Data, open data, and the stuff at the back of your filing cabinet
Every year research projects finish, and doctoral and master’s students graduate. In the vast majority of cases, the data generated during the research then becomes inaccessible. This is either because the main student affiliated with the data loses that affiliation (and sometimes even access to the data) or that the professor who supervised the project has moved on. Even if that is not the data’s fate, only in the rarest of cases are datasets properly archived in a manner that someone other than the researchers directly involved in producing the research can actually use it. This raises the question of so what? In the case of data reuse, the “so what?” is actually a pretty big one.
First, science budgets for research are generally shrinking. Second the number of researchers competing for those funds has greatly expanded, as even many of the most modest teaching colleges are being pressured to conduct research. Consequently, the available funds per researcher are becoming ever scarcer. Third, the cost of doing the research only increases each year (e.g. overheads, tuition charges, recharge rates on equipment). Fourth, most science follows some form of continuum. Thus, good datasets are needed to validate new techniques, calibrate computer models, and show comparative progress. Nowhere is this easier than when there is either a classic, closed-form solution for a problem or a set of data/tests against which the community benchmarks itself. So given the shrinking pie of research funds, archiving and distributing datasets becomes critical to move the field forward in a timely manner, especially for new and younger researchers who may not yet have large research grants.
So while it may be obvious why a scholarly community wants to preserve, archive, and make accessible its data, the benefits for individual researchers may not be as well articulated. Most researchers who are currently making their data accessible are doing so because it is (1) a grant requirement (2) an institutional policy, or (3) is seen as good public relations, with most researchers responding with resigned compliance in the spirit of “you should eat your vegetables, because they are good for you”. While all of this may be true, I believe it is the wrong attitude with which one such undertake this work.

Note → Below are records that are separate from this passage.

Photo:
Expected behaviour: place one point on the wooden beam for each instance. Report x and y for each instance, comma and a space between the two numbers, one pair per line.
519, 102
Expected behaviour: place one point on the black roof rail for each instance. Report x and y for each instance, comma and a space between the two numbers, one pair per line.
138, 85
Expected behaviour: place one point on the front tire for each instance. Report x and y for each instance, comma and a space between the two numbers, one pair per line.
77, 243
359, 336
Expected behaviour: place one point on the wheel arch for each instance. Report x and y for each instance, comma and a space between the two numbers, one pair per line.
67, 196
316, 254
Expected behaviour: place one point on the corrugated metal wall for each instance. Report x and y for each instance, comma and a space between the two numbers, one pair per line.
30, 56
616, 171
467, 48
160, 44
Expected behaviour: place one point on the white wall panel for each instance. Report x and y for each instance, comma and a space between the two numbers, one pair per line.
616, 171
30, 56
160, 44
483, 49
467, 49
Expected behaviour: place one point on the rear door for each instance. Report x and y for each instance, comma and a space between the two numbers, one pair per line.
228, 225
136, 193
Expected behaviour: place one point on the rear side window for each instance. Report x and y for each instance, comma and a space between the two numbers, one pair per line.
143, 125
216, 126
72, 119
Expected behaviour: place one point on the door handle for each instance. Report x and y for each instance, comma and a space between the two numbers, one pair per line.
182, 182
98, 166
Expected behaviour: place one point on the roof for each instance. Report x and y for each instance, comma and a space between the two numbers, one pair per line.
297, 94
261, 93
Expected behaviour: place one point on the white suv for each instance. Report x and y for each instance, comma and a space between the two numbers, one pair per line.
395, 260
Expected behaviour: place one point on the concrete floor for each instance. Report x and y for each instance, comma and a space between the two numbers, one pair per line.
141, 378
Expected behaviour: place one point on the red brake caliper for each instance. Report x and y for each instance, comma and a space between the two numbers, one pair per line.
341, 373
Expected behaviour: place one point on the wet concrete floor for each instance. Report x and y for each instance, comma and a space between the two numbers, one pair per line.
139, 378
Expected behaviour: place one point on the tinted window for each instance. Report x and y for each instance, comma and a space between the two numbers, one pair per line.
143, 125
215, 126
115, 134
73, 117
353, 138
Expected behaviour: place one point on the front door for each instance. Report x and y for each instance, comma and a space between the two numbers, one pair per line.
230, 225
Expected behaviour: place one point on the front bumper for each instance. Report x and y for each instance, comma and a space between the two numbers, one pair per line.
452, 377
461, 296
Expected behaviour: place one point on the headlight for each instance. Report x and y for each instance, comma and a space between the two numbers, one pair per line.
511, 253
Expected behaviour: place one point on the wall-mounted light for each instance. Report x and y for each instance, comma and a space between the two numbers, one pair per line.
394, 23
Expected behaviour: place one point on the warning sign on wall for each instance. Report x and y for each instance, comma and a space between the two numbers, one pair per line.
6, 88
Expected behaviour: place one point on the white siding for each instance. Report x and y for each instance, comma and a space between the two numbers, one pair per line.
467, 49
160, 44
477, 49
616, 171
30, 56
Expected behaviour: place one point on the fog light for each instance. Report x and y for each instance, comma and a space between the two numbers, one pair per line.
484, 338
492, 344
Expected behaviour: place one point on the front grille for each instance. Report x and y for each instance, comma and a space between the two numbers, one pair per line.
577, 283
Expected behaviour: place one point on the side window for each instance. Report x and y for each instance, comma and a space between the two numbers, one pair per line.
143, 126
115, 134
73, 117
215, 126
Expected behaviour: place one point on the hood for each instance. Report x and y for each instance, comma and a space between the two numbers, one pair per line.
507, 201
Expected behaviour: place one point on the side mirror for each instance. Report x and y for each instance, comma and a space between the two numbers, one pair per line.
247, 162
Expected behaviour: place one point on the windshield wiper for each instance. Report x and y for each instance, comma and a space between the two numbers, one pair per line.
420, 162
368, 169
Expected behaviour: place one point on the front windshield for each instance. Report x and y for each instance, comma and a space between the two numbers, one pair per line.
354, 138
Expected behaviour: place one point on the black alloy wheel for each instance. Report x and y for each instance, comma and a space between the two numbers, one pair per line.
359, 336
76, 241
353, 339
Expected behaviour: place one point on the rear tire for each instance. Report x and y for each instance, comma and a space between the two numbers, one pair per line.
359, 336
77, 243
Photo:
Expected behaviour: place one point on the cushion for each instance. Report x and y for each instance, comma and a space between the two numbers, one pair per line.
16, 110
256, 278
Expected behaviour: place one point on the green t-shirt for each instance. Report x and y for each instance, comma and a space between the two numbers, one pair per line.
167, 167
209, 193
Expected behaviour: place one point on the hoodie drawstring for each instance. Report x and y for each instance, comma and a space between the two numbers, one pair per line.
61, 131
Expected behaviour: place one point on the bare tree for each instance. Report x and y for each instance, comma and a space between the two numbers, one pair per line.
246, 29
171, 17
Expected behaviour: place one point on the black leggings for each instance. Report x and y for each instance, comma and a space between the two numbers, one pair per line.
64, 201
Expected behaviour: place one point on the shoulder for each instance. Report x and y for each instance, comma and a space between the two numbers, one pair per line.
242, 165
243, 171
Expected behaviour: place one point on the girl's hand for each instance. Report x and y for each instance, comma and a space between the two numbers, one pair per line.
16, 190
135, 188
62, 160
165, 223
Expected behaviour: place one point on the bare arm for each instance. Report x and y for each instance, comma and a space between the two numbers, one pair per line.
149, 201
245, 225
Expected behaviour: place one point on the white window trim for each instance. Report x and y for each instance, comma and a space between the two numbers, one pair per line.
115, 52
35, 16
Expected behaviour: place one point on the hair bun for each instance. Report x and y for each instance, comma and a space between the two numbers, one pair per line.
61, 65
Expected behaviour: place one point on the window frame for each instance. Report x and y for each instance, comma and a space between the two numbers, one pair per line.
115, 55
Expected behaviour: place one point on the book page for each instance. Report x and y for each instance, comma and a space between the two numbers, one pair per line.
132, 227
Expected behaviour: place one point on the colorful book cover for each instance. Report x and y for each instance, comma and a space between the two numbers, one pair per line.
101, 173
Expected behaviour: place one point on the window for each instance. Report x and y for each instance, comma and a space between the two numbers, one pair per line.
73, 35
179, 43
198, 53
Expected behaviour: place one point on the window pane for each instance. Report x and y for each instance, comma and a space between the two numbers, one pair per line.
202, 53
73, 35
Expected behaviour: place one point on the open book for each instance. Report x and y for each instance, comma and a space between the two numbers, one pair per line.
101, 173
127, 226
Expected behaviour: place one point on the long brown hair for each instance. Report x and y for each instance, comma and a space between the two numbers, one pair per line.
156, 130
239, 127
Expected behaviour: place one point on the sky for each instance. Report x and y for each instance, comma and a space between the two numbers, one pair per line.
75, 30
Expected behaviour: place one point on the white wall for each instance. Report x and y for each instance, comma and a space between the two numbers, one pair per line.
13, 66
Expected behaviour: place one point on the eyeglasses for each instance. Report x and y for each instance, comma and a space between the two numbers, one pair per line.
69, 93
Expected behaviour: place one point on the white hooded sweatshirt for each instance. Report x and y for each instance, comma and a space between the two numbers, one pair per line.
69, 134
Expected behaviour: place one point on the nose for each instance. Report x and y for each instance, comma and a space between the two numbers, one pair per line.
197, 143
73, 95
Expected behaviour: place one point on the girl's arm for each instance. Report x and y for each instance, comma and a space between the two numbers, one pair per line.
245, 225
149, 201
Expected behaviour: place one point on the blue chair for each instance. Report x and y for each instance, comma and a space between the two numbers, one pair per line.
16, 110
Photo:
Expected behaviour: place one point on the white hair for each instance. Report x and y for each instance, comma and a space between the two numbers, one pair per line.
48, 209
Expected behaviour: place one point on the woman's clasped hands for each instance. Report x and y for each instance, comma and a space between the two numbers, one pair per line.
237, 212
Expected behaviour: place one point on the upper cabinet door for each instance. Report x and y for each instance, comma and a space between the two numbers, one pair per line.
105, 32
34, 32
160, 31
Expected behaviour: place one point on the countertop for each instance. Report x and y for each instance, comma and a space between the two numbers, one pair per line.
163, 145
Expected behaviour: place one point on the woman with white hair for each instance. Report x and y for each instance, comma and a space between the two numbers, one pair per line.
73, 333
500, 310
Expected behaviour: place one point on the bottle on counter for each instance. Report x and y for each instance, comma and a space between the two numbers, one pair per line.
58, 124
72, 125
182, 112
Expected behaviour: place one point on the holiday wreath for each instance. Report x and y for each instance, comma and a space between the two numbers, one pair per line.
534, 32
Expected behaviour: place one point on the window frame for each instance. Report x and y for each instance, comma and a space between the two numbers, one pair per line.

Publishing your data has an enormous professional upside. The act shows your academic peers the complexity, diversity, and/or progression of your work and validates ownership in a way that publishing a paper cannot not necessarily do. Making your data available to others is simply a good business model, as it attracts collaborators and may provide new insights as others bring their own training and skill sets to the analysis of your data. Publishing your data has other benefits. Foremost it creates a permanent record of the data that you as the researcher are not necessarily responsible for maintaining. Next, sharing data when done with those around you fosters collegiality and builds resources through the synergy of combined/layered data sets; in many ways the field of epidemiology has always worked this way. Data sharing also forces the timely usage of our own data – we are all guilty of having at least a small treasure trove of data that has never been analysed, to so nothing of published. Pushing our data out into the public realm simply forces us to up our game a bit and to extract promptly all of the benefits of the work we have already done, instead chasing that next bit of money and starting some new. Finally, the newest (and possibly most personally important) reason to publish data is that the datasets can now be archived and cited with their own digital object identifiers (same as those assigned to a paper). This is done through organizations such as Datacite. Thus, when other researchers use your data, you should be able to start collecting citations on the published datasets.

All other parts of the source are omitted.